I wrote part (b) without including the words present value. Instead, the problem merely said, “How much should he deposit in a savings account today at 4.2% (compounded monthly) so that he will have as much money in 15 years as the annuity in (a)?” Panic ensued. Hysteria! Tears!
I exaggerate. Slightly. Because I described the quantity I wanted them to compute instead of specifically giving them the name of the quantity, many students had no idea which formula they needed to plug into. They knew the name, but not the property. If I may paraphrase the response of some: “You didn't tell us what to compute.”
A few hearty souls resorted to first principles. They had the result in (a) and they had a formula for compound interest, so they plugged in the maturity value of the annuity into the future value of the compound interest account and solved for the initial deposit (the principal). Good for them. This approach was riskier than using the present value of an annuity formula because it required that they have the correct result in (a), but it was a valid calculation. (It was a little more work, too, than just using the specific present value formula.)
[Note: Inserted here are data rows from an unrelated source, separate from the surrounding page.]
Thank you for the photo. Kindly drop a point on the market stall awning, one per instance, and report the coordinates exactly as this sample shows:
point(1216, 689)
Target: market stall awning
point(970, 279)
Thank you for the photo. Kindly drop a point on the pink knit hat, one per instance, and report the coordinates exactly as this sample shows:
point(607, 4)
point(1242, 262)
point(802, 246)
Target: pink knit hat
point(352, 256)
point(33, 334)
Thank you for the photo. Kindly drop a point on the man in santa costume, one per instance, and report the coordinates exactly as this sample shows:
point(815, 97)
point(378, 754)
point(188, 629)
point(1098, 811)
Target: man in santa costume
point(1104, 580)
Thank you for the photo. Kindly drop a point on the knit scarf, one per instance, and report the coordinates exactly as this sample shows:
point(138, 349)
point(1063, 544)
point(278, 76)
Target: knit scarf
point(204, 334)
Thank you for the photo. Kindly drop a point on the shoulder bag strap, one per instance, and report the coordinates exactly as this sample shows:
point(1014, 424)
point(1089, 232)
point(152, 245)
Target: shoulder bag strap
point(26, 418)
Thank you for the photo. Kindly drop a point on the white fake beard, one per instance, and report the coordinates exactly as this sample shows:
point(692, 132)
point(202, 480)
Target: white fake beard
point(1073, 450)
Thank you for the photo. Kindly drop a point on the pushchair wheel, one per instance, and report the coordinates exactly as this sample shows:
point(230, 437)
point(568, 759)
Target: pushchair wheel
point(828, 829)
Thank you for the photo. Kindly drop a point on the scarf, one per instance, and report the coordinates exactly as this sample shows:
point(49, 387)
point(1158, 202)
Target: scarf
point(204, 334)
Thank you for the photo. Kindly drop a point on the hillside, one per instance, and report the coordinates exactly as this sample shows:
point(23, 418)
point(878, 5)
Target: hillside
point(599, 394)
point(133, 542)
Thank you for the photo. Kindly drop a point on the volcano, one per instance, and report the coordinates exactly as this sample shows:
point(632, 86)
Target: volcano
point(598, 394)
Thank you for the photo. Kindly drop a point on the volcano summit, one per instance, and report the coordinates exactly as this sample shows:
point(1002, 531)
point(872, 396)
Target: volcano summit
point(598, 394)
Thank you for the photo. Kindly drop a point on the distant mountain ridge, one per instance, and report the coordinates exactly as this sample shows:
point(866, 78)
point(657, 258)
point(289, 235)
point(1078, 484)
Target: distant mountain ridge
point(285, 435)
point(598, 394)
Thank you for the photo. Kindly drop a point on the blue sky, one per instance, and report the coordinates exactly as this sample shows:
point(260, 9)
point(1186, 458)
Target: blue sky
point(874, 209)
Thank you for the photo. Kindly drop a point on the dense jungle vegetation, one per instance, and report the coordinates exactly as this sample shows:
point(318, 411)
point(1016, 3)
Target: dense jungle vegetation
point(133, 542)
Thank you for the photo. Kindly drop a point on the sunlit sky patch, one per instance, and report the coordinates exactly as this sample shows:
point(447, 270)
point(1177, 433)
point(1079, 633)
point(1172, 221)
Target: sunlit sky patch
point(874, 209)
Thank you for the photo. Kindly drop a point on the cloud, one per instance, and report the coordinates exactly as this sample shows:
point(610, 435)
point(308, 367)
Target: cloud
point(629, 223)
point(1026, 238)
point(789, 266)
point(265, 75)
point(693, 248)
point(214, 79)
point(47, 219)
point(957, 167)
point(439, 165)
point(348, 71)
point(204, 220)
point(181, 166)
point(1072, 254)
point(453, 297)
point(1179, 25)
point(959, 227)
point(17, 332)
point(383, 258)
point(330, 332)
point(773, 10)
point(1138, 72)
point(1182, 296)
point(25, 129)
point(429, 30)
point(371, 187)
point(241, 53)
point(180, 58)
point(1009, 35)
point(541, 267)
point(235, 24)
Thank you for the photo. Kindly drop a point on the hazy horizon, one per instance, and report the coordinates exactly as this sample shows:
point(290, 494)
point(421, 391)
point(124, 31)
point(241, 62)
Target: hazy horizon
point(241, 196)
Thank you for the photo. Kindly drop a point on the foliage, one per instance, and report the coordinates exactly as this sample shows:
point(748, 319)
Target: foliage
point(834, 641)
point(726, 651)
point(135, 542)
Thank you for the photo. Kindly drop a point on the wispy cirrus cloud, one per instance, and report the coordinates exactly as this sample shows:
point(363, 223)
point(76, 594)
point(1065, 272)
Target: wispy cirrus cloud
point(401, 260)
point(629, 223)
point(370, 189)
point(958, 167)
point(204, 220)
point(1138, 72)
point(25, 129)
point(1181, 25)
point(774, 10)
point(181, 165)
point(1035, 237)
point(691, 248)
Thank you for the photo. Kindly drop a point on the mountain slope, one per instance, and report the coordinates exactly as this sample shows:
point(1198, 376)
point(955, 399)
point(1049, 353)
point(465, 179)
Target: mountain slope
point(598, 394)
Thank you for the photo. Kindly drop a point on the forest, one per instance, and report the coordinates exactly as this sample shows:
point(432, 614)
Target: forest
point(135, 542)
Other students desperately plugged into the same formula as in (a) and gave me the exact same amount again. Uh, right. Others used the same formula in (a) to figure out the monthly deposit required for an annuity and proudly told me the answer was $80 (or, more often, $79.99 because of rounding error). But that was for an annuity and was already given in part (a).
When I returned to the scene of the crime and gave the students back their exams, they were pleased by the overall results (the class average was high). Part (b) had been a disappointment for many, however. When the solutions went up on the board, several were stunned:
“Oh, is that all?”
“But you didn't say present value!”
“You could have told us!”
I replied: “But the text of the problem exactly describes what a present value is. You need to know what it is you're computing as well as how to compute it.”
Not everyone was mollified.
“Well, you could have given us a hint that you wanted present value!”
I replied: “Okay. Did you notice how I labeled the answer blank on part (b)?”